Amazon’s $700 million training pledge is actually a bargain
New York: Amazon.com Inc. is amazing at turning mundane corporate management decisions into global news events.
Many retailers host annual sale events. But Amazon “celebrates" Prime Day. Many chief executives write notes to their shareholders. But Jeff Bezos pens annual letters with “lessons" and “principle themes" and “important words" to behold. Many companies open satellite offices. Amazon “launched" HQ2 with a continent-wide pitch contest. And many companies train their employees. On Thursday, Amazon announced how much it’s spending on workplace training over the next six years: more than $700 million.

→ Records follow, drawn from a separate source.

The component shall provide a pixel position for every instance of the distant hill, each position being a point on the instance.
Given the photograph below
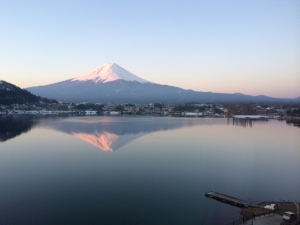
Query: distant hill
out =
(112, 83)
(11, 94)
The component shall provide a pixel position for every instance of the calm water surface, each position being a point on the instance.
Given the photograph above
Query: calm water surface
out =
(141, 170)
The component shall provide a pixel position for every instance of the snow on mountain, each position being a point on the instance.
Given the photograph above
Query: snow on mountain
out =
(108, 72)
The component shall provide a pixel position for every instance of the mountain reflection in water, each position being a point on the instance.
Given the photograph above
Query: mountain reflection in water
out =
(106, 133)
(111, 133)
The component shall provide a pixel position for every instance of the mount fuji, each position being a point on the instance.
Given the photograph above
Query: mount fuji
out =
(112, 83)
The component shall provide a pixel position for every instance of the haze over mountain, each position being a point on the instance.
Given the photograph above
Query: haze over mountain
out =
(112, 83)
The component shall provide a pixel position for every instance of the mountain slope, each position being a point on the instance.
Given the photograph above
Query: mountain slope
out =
(108, 72)
(112, 83)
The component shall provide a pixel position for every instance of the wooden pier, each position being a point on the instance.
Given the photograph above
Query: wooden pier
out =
(230, 200)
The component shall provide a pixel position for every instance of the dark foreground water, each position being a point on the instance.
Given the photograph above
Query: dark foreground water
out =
(141, 170)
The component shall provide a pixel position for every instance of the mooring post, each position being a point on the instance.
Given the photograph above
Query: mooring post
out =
(297, 211)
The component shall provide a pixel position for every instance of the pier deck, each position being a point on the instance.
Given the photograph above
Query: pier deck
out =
(230, 200)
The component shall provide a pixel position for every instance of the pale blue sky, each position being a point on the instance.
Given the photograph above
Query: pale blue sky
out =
(252, 47)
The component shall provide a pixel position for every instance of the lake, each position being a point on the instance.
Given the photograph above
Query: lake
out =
(141, 170)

Certainly, when a company has a market value near $1 trillion and a workforce of more than 600,000, each move is a bigger deal than a back-to-school sale at an independent bookstore. Yet, even among its technology industry peers, the e-commerce giant seems to have a magic touch, turning run-of-the-mill corporate events into big moments.

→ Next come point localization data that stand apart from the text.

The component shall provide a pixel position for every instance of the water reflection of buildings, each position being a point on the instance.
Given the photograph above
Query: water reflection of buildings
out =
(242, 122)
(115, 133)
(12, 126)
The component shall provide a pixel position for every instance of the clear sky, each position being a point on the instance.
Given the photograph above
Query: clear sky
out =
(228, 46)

As of last year, Google quietly amassed more than 7,000 employees in New York. But when Amazon said it was coming to town, the world was transfixed. And when it abandoned those plans, the governor scrambled. After all the fuss, Amazon ended up sending some workers to New York anyway.
I told you almost two years ago about how Amazon was turning its earnings calls into marketing events and how it deftly used Whole Foods as an opportunity to highlight Amazon’s low, low prices. The company has marketing down pat. That’s not to say Amazon is all talk. The company did raise its minimum pay to $15 an hour last year. That’s real. And surely Amazon will work to retrain its U.S. employees.

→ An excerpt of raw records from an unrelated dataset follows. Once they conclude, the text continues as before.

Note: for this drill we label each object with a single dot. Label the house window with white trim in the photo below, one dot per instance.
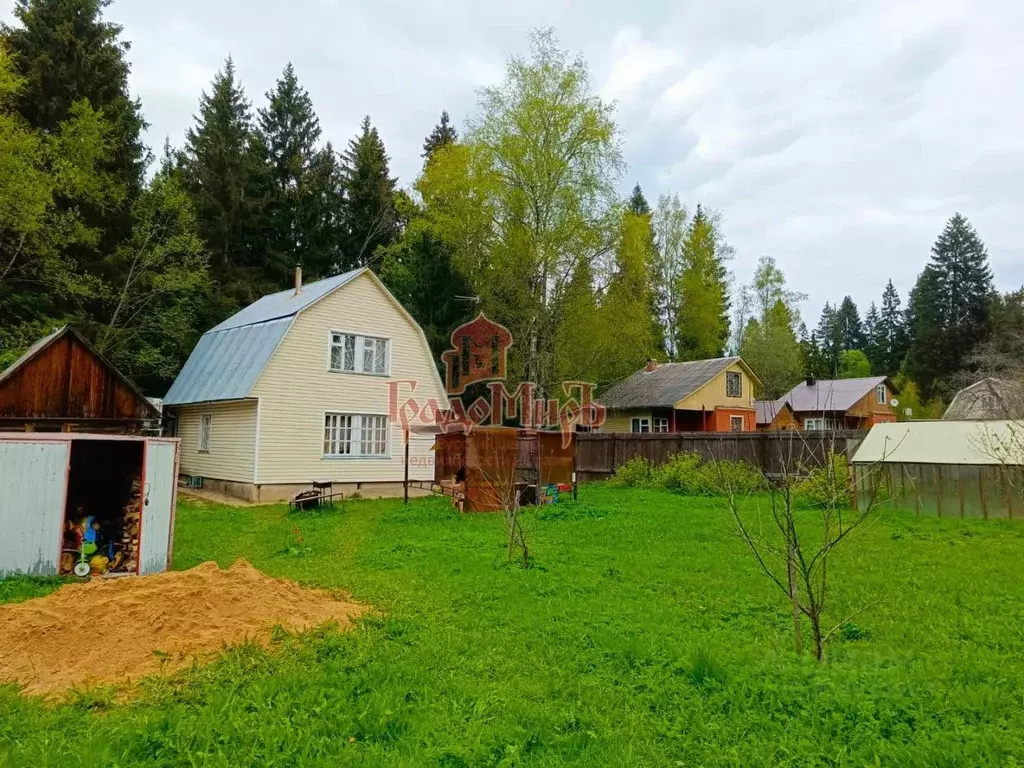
(355, 434)
(205, 432)
(733, 384)
(820, 425)
(640, 426)
(358, 354)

But let’s break down the numbers of this training program. Amazon said it’ll spend about $700 million on development for 100,000 employees by 2025. That’s $1,077 a person annually. According to one estimate from the Association for Talent Development, a trade group, the average organization spends $1,296 per employee annually on training. Well, you’ve got to admire Amazon’s commitment to undercutting the competition.
Amazon is a humongous corporation. Training lots of people costs a great deal of money. In a world increasingly worried about monopolies, there’s a curious element to a company seeking praise just for being big.
Bezos isn’t the first technology idol to entrance the world. Steve Jobs was famous for creating a so-called reality distortion field at Apple. Bill Gates recently described his old foe in mystical terms, saying “casting spells" was part of Jobs’s aura. “I would see people mesmerized," Gates said. “But because I’m a minor wizard, the spells don’t work on me."
We should all aspire to be minor wizards when it comes to corporate pronouncements. Some claims, like ubiquitous drone delivery by 2018, will fail to materialize. Others are less impressive when you see how the magic trick is performed.